Chief Executive Officer
Jocelyn Benson became CEO of RISE in September 2016. She also serves as a special advisor on philanthropic investments to RISE founder Stephen M. Ross.
An expert on civil rights law, education law and election law, Benson served for four years (2012 to 2016) as dean of Wayne State University Law School in Detroit. When she was appointed dean at age 36, she become the youngest woman in U.S. history to lead a top-100, accredited law school. She continues to serve as director of the Levin Center at Wayne Law, which she founded with former U.S. Sen. Carl Levin.
Previously, Benson was an associate professor and associate director of Wayne Law's Damon J. Keith Center for Civil Rights, where she created the Michigan Allies Project to track hate incidents throughout Michigan and provide legal support for victims. She has taught courses including Legislative Oversight, Race and the Law, and Sports and Inequality.
In 2010, her book, State Secretaries of State: Guardians of the Democratic Process, was published. It is the first major book on the role of the secretary of state in enforcing election and campaign finance laws. That same year, she was the Democratic candidate for Michigan's secretary of state.
Benson is founder and executive director of the nonpartisan Michigan Center for Election Law and founder and president of Military Spouses of Michigan. She serves on the Board of Directors for the Southern Poverty Law Center, where she previously worked investigating hate groups and hate crimes, and on the board of retired U.S. Supreme Court Justice Sandra Day O'Connor's iCivics national nonprofit organization to improve civics education.

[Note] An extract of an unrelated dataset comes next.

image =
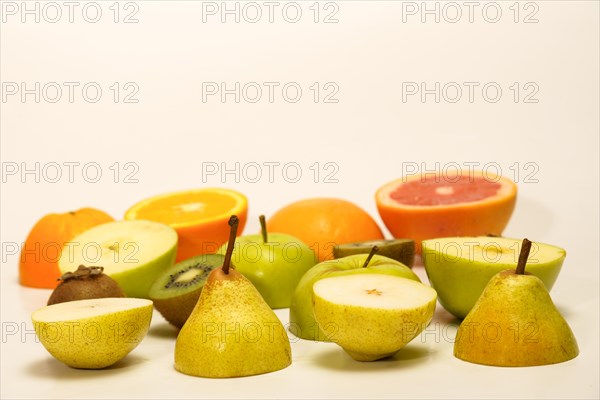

Crain's Detroit Business named her one of Michigan's 100 most influential women in 2016. In 2015, Benson became one of the youngest women in history to be inducted into the Michigan Women's Hall of Fame, second only to Serena Williams, a 2012 inductee.
A long-distance runner, Benson has completed 22 full marathons since 2005, including races in Chicago, Florence, New York City, Rome, San Francisco, Venice and Washington, D.C. In 2016, she completed her second Boston Marathon and earned national headlines as one of only a handful of women in history to complete the Boston Marathon in her eighth month of pregnancy.
She earned a bachelor of arts from Wellesley College, master of philosophy from Oxford University and law degree from Harvard Law School.